Wali Kota Magelang Damar Prasetyono mengapresiasi kepada seluruh peserta yang telah menyelesaikan program pembelajaran tersebut.
“Kalau anak sekolah mendengar ini mungkin langsung iri. Karena Bapak/Ibu semua tidak ada yang remedial, tidak ada yang ujian susulan, bahkan tidak ada yang harus tinggal kelas. Semua lulus dengan baik,” katanya yang disambut tawa dan tepuk tangan para hadirin.
Menurut Damar, wisuda tersebut bukan hanya menjadi simbol selesainya proses belajar, tetapi juga menjadi bukti bahwa semangat menuntut ilmu tidak dibatasi oleh usia.
Ia menilai para lansia telah memberikan teladan kepada masyarakat bahwa proses belajar dapat terus dilakukan sepanjang hayat. Karena itu, mereka diharapkan tetap aktif menjalani berbagai kegiatan positif, mulai dari berolahraga, menjaga silaturahmi, hingga terlibat dalam aktivitas sosial di lingkungan masing-masing.

Selain itu, para lansia juga diharapkan dapat menjadi sumber kearifan dan panutan bagi generasi yang lebih muda.

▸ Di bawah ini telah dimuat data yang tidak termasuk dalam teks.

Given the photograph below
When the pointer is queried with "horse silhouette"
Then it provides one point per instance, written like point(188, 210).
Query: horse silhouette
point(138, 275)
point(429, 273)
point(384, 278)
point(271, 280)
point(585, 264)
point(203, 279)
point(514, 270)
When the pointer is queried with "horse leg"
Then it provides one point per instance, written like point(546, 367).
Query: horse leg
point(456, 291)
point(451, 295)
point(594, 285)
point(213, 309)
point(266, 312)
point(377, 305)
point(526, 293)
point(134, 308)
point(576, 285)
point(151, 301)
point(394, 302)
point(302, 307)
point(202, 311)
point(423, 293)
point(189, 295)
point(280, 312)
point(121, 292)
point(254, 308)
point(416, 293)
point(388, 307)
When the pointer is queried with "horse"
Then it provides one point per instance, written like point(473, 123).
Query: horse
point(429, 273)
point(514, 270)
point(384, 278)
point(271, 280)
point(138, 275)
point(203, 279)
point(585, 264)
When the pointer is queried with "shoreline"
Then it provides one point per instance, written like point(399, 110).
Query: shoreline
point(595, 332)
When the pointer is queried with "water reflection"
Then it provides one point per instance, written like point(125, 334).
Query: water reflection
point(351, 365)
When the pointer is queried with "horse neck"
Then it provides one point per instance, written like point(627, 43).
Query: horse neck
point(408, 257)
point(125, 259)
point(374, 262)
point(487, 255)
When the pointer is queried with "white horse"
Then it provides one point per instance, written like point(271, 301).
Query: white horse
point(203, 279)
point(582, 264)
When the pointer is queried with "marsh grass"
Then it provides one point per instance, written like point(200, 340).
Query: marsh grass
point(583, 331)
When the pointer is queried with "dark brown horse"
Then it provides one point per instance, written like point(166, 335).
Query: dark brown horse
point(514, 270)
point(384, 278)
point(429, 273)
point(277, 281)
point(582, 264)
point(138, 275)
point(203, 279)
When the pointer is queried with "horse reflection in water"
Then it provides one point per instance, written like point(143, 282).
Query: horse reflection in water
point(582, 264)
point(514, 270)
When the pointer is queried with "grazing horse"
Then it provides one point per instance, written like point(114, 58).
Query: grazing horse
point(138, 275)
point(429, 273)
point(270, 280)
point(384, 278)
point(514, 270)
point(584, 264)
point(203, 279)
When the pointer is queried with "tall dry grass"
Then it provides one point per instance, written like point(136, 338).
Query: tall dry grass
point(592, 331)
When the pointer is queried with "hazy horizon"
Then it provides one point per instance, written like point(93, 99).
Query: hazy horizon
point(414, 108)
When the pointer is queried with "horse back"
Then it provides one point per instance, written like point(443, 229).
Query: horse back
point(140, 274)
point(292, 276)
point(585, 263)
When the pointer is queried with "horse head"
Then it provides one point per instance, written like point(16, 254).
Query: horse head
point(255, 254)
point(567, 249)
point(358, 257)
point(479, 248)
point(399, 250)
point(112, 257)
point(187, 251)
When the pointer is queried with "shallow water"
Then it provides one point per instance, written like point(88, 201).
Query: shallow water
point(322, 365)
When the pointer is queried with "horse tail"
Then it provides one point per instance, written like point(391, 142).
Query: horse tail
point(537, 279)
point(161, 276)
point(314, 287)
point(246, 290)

“Bapak/Ibu boleh menyimpan ijazahnya, tapi semangatnya jangan ikut disimpan,” pesan Damar.
Sementara itu, Kepala DPMP4KB Kota Magelang Wawan Setiadi menjelaskan bahwa Program Sekolah Lansia dirancang untuk meningkatkan kualitas hidup warga lanjut usia agar tetap sehat, mandiri, aktif, produktif, dan sejahtera.
Ia menyebut program tersebut juga menjadi salah satu program unggulan Pemerintah Kota Magelang di bawah kepemimpinan Wali Kota Damar Prasetyono.
Sebelum mengikuti wisuda, para peserta menjalani delapan kali pertemuan yang berlangsung sejak 10 April 2026. Dalam setiap sesi, peserta mendapatkan pembelajaran dari berbagai narasumber yang berasal dari bidang kesehatan, pendidikan, keagamaan, hingga pemberdayaan masyarakat.
Beragam materi diberikan kepada para peserta, mulai dari kebudayaan dan fisioterapi, pemeriksaan kesehatan, pembinaan spiritual, senam lansia, tujuh dimensi lansia tangguh, pemenuhan gizi bagi lansia, hingga pengembangan hobi yang disesuaikan dengan kebutuhan mereka.
Wawan mengungkapkan, jumlah peserta yang mengikuti wisuda Sekolah Lansia di seluruh Kota Magelang tahun ini mencapai 750 orang. Pemerintah daerah pun menargetkan jumlah tersebut terus bertambah pada tahun mendatang.
“Tahun depan ditargetkan mencapai 1.000 peserta,” ujarnya.